Waiting America out and wearying its soldiers on the battlefield has been a part of the Taliban’s playbook. Experience has taught them that, at some point, domestic pressures in the US would eventually render continuation of the foreign war no longer defensible, more so that America has not recorded any meaningful and sustainable victory on the battlefield where its youth have been dying for no apparent just cause. One would ordinarily have expected US policy makers to have learnt this from their Vietnam experience: no matter what military victories you record on the battlefields you will never totally defeat foreign adversary permanently on its own soil! This is more when the Taliban are obtaining foreign support from some of America’s friends such as neighbouring Pakistan, and even notable adversaries like Russia whose predecessor, the defunct Soviet Union, was humiliated out of Afghanistan with the help of the US, and others such as Iran. What goes around surely comes around so, for the Russians, it’s time to pay America back in its own coins!
Let’s remember how America got into this war in the first place. Its forces launched a massive invasion of Afghanistan to oust the Islamist extremist Taliban regime of Mullah Muhammad Omar in Kabul whom America had accused of sheltering Osama bin Laden, the leader of the Al Qaeda terrorist group presumed to have masterminded the terrorist attacks on the World Trade Centre in New York and the Pentagon on the outskirts of Washington DC. on September 11, 2001. The pretext was that Mullah Omar had refused to surrender bin Laden, and, pronto, two of the most hawkish war-mongering neocons in the George W. Bush administration, Defence Secretary Donald Rumsfeld and his deputy at the Pentagon, Paul Wolfowitz, both who would also cause invasion of Iraq two years later in 2003, went to work on the invasion plan. Osama bin Laden’s presence in Afghanistan had served as the casus belli for America to change the regime in Kabul.
It is hard to say what this withdrawal portends for Afghanistan’s future, for no government has been able to withstand the Taliban without the backing of US and allied forces. It is doubtful that the present government of President Ashraf Ghani can withstand the expected Taliban onslaught once the coalition forces withdraw. But then, it is better to allow the Afghans to sort out their own internal problems whichever way they can, than allow Americans to continue destroying their country and disrupting their lives in a war that is clearly unwinnable. After overawing the Afghans in the early days of the invasion and ousting the Taliban, the war has bogged down to fire-fights with no discernible winners, and it became quite clear years ago that the problem of Afghanistan didn’t admit of purely military solutions alone.

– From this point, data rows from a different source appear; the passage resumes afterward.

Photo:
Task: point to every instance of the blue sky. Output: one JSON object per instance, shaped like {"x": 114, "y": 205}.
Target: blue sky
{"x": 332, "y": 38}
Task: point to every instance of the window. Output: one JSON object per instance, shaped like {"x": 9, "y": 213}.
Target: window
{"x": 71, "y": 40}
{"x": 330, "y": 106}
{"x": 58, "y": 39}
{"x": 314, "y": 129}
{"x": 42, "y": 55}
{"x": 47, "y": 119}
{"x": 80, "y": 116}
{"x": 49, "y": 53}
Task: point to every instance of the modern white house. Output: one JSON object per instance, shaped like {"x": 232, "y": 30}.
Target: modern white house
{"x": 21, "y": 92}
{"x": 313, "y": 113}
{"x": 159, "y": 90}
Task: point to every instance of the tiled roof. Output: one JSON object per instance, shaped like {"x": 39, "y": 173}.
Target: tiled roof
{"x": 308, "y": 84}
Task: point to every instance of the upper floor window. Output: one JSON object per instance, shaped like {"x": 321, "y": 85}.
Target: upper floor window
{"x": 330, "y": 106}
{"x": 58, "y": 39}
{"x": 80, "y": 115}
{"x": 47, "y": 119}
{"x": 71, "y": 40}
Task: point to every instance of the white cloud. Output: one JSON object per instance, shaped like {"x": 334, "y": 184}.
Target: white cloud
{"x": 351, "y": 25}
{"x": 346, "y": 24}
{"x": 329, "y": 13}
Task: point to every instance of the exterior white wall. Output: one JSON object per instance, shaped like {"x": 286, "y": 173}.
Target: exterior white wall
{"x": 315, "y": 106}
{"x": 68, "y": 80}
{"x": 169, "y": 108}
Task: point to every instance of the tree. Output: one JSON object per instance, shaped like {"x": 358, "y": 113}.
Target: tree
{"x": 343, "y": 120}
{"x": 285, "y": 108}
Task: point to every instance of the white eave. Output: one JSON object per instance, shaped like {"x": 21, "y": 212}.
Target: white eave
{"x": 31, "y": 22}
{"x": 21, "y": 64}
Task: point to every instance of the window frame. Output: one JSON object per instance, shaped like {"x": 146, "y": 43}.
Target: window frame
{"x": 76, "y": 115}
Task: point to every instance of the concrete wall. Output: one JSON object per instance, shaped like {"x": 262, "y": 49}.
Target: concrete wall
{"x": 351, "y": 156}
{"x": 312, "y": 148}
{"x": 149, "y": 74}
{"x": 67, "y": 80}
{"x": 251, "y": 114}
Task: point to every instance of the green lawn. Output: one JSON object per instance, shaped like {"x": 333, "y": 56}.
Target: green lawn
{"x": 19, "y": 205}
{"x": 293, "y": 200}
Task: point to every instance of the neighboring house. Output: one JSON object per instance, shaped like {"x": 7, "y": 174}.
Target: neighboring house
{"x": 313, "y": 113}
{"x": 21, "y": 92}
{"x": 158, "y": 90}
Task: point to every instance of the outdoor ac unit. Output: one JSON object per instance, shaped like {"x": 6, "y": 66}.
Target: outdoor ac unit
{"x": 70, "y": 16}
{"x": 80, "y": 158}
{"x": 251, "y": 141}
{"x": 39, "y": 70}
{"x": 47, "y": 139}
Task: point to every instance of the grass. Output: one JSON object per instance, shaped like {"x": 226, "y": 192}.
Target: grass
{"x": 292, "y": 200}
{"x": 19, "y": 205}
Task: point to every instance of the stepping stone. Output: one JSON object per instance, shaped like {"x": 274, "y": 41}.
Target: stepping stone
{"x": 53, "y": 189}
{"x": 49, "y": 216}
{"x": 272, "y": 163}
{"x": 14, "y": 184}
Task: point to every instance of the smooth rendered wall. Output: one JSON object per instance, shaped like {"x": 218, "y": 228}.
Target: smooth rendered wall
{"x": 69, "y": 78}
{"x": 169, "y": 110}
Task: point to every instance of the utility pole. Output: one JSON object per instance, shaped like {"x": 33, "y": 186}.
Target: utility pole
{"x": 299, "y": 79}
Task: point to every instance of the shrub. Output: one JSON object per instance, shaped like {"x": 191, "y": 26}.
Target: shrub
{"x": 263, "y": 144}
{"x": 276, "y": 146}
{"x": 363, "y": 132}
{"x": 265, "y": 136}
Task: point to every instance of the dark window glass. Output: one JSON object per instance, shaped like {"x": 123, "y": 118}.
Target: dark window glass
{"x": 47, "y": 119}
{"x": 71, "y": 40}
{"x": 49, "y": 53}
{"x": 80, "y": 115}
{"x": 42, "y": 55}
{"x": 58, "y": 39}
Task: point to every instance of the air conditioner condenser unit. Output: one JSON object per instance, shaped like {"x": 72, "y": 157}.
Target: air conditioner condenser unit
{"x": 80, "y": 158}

Like them or not, the truth is that the Taliban are a persistent and enduring feature of Afghan politics and society, and likely to remain so for the foreseeable future. Overall, America’s policy has been a failure, and no countries would be more pleased to gloat than America’s foes like Russia, Iran, Pakistan and China, all who are seeking a stake in a post-American Afghanistan! It is a cruel irony that the same Taliban that American forces ousted from Kabul 20 years ago is also the one now literally chasing America out of Kabul. They will return to power and once again re-impose their brand of extremist Sharia rule that America’s invasion had halted two decades ago.
After more than four decades of endless war that had begun with the Soviet invasion in 1979 and later America’s own in 2001, there is no doubting that Afghanistan truly needs durable peace, but it is doubtful under impending Taliban forceful take over. No one knows the fate that awaits the long-suffering Afghan but it does not seem a pretty one, judging by the Taliban’s previous record of extreme brutality, wanton violation of human rights and fundamental freedoms, restriction education for females, summary executions, etc. Afghans do not need further interference by self-appointed foreign do-gooders in their internal affairs. What they need instead is genuine and altruistic support of the international community, to help them restore sustainable peace and stability to their war-ravaged country, put in place a good, responsible and accountable governance system. But whether they will ever get it is anyone’s guess.
- Prof Fawole is of Obafemi Awolowo University, Ile-Ife.